Her home was no exception. It was small and charming, with every object carefully chosen and meticulously placed.
During dinner with her family, a conversation ignited around the table about what it meant to live a well-lived life. They were curious about the American mentality of constantly striving for more, and I was equally mesmerized by their focus on enjoying more.
I had the ambition part down to an art. They had perfected l’art de vivre (the art of living). I wanted to know how to combine the two.
Madame Clement confidently chimed in and gave me some nuggets of wisdom that embedded upon my heart and continue to impact my life in a beautiful way.
“The secret to a well-lived life is simple: choose quality, cultivate your own garden, and love what you have.”
Good, good stuff. So, let’s break it down:
1. Choose Quality
We live in a culture that stresses quantity over quality. We stuff our lives, minds, bodies and homes with excess, leaving very little room for enjoyment.
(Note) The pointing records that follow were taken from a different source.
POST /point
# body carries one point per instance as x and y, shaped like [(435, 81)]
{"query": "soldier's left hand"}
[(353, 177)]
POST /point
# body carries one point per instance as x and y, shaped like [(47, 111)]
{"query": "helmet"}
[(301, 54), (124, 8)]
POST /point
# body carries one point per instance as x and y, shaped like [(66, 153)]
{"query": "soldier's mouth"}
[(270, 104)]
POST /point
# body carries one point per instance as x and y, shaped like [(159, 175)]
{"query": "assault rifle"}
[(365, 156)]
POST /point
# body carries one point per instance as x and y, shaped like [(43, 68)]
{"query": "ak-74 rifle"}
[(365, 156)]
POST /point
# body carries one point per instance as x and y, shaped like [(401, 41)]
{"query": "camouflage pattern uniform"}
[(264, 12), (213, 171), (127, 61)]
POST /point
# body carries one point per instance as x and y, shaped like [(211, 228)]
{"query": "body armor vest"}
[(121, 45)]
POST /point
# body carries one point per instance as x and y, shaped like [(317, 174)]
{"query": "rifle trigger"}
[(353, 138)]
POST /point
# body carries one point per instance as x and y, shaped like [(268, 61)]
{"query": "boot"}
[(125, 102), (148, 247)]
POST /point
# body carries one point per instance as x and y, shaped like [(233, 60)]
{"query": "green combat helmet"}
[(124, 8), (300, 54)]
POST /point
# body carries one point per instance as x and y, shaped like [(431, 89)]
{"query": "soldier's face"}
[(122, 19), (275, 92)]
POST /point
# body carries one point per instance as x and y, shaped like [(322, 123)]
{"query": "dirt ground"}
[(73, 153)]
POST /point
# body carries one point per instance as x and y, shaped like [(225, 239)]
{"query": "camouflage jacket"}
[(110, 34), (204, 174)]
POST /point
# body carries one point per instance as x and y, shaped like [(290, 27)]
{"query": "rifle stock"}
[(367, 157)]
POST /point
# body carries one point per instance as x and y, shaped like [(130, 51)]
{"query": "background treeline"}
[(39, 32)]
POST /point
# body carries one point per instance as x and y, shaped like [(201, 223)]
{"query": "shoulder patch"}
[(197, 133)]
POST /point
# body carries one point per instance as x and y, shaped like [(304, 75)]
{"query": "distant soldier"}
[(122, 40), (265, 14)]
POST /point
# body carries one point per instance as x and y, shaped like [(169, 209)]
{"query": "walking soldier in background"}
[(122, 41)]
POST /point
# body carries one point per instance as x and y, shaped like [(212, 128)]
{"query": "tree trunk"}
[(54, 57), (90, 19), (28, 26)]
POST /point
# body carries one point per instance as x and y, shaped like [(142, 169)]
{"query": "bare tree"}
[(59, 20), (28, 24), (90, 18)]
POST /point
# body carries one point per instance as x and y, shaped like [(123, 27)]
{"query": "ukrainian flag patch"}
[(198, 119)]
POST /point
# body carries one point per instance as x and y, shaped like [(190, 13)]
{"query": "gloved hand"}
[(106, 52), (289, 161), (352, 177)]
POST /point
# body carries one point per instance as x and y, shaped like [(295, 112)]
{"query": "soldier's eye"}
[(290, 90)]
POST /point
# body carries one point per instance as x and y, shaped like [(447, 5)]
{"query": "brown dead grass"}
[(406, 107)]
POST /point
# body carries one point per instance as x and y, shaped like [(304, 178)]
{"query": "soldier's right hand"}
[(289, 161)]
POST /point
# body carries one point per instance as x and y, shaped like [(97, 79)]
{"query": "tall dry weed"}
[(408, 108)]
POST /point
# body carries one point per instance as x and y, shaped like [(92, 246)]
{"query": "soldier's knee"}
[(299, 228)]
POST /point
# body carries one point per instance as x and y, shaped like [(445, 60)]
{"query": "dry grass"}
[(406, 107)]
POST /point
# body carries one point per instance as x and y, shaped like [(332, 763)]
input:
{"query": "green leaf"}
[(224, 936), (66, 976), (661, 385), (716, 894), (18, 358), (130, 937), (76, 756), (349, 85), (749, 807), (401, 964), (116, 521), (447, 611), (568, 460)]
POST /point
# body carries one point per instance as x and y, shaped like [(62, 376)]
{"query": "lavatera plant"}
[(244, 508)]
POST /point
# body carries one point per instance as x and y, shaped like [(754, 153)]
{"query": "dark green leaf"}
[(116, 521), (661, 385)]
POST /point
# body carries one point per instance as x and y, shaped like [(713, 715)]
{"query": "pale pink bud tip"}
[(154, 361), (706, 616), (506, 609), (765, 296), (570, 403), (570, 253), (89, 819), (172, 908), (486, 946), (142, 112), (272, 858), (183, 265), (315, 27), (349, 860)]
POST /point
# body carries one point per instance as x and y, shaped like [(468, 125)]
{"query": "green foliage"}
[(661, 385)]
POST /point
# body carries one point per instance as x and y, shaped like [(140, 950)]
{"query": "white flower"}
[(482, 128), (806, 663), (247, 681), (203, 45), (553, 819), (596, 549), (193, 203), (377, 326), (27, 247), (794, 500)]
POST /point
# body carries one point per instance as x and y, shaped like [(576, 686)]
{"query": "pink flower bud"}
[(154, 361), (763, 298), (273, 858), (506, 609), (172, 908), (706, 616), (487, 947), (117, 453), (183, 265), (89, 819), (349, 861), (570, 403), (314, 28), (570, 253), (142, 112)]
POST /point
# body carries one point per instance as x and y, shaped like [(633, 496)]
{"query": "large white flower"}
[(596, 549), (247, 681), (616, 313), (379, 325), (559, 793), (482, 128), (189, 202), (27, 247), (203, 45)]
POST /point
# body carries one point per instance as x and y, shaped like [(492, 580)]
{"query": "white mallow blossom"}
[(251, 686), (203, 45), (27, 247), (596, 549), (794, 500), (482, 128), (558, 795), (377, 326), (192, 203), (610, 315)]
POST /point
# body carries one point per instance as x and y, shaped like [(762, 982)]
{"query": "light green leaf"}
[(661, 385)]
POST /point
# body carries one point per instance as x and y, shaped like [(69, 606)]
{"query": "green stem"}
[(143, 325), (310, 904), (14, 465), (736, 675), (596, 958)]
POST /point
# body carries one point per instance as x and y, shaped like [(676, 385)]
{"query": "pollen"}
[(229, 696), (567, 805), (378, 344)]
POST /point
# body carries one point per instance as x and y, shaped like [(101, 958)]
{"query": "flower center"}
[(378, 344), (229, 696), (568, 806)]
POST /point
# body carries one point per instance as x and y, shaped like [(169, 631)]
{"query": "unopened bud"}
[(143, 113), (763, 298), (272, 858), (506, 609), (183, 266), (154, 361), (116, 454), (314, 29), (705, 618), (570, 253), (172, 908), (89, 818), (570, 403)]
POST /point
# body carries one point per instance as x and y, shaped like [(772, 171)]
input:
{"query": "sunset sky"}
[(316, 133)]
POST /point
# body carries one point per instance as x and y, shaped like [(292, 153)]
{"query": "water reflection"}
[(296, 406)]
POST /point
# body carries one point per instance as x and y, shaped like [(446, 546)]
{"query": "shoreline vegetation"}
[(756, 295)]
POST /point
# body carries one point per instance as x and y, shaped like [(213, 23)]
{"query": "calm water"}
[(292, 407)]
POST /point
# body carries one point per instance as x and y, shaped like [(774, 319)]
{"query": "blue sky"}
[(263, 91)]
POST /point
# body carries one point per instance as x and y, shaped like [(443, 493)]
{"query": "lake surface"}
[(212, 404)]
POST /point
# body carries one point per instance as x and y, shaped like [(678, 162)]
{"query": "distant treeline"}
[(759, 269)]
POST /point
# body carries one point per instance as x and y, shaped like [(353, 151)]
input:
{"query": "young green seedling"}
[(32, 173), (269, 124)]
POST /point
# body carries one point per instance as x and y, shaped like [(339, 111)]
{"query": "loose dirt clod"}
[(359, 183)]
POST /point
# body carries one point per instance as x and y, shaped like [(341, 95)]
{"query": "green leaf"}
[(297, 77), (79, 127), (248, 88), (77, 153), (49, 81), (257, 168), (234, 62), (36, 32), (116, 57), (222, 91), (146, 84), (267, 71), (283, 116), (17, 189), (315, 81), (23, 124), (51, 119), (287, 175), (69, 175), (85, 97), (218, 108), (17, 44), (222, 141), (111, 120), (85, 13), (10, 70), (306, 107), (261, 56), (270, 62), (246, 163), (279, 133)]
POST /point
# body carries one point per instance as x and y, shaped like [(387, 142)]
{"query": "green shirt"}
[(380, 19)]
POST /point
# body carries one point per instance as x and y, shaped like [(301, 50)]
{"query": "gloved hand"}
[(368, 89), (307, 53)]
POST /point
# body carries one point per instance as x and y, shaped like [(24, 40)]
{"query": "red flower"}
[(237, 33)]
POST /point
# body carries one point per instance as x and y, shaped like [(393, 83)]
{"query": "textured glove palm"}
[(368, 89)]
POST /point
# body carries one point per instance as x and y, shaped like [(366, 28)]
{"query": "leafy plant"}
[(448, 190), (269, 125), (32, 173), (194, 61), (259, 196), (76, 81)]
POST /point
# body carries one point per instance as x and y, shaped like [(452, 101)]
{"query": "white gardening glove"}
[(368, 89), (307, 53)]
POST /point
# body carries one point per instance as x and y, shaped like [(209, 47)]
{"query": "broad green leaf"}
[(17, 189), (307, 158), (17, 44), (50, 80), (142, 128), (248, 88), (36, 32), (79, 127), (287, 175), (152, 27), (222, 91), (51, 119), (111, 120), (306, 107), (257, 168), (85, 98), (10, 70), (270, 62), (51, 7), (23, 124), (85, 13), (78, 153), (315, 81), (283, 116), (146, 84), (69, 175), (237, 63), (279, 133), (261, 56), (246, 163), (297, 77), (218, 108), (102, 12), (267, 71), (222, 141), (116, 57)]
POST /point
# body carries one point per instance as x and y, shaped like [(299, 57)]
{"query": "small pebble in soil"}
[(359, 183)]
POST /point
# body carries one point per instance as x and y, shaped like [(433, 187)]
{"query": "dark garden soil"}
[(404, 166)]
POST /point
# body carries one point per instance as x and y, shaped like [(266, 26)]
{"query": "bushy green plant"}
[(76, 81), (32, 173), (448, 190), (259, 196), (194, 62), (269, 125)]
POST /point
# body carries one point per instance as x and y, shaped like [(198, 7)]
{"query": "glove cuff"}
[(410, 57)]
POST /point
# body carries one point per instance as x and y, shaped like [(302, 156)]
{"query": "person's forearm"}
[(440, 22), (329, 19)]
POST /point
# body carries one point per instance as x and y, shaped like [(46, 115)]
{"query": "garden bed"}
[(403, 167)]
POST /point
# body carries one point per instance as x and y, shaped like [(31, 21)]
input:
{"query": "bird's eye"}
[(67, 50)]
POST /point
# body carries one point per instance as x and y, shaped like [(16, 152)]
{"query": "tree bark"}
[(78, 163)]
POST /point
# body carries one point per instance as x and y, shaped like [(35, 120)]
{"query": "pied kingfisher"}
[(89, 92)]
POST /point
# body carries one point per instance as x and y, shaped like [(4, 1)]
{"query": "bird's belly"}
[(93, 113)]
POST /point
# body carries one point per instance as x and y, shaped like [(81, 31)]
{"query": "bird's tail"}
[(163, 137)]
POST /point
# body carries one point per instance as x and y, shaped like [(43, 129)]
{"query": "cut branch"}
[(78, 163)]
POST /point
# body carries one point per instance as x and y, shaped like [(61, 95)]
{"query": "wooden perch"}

When you focus on quality, you look at everything through a different eye (a more elegant one). You’ll ask questions, such as:
What is the fabric?
Where was this grown?
What does this company believe in?
How will this cultivate my mind?
What will this person bring into my life (and vice versa)?
Do I really love it?
Will this add true value to my life?
2. Cultivate Your Own Garden
This piece of advice from Madame Clement is a more elegant way of saying, “Stay in your own business.”
I spent years in other people’s gardens, precious time I could have dedicated to my growing my own.
You know when you’re not in your garden when you find yourself asking questions, such as:
What does he/she think?
What did he/she say?
What is he/she doing?
That’s their garden, darling. Get back into yours and get busy weeding, planting and fertilizing.
3. Love What You Have
I used to live my life in acquisition mode. Meaning: chasing, getting, buying, collecting.
Instead of loving and cherishing what I had, I suffocated my life with more.
Not only did this cost me money, but it also cost me time. The more you have, the more time you spend paying and caring for it. As Edwin Way Teale said, “Reduce the complexity of life by eliminating the needless wants of life, and the labors of life reduce themselves.”
By intentionally loving and cherishing what I have, I cannot describe the amount of joy and appreciation it’s brought me (not to mention the time and money I’ve saved).
My life has more quality than ever with less stuff than ever!
Abundance is not found in stuff. It’s a feeling. And, when you get into that feel good state, what you truly desire will flow to you with elegance. There won’t be that desperate neediness that is so prevalent in today’s society.
That paralyzing feeling of lacking and scarcity will begin to dissipate. You’ll discover that you feel more abundant than ever.
These three pieces of advice seem so simple, right? Hearing her say those words alongside seeing the life she had created inspired me to put it into practice.
Yet, even with it at the forefront of my life, I still make meaningless purchases, get into someone’s business or take something or someone for granted. I’m sure Madame Clement doesn’t live by her advice flawlessly either, but therein lies the grace of life.
What I do know is that if you strive to live by these three tips, you’ll see your life change in beautiful ways!
Oh, and I almost forgot Madame Clement’s final two tips: Have lots of sex and drink Champagne! My God, I love the French! (and, you can surely tweet that!)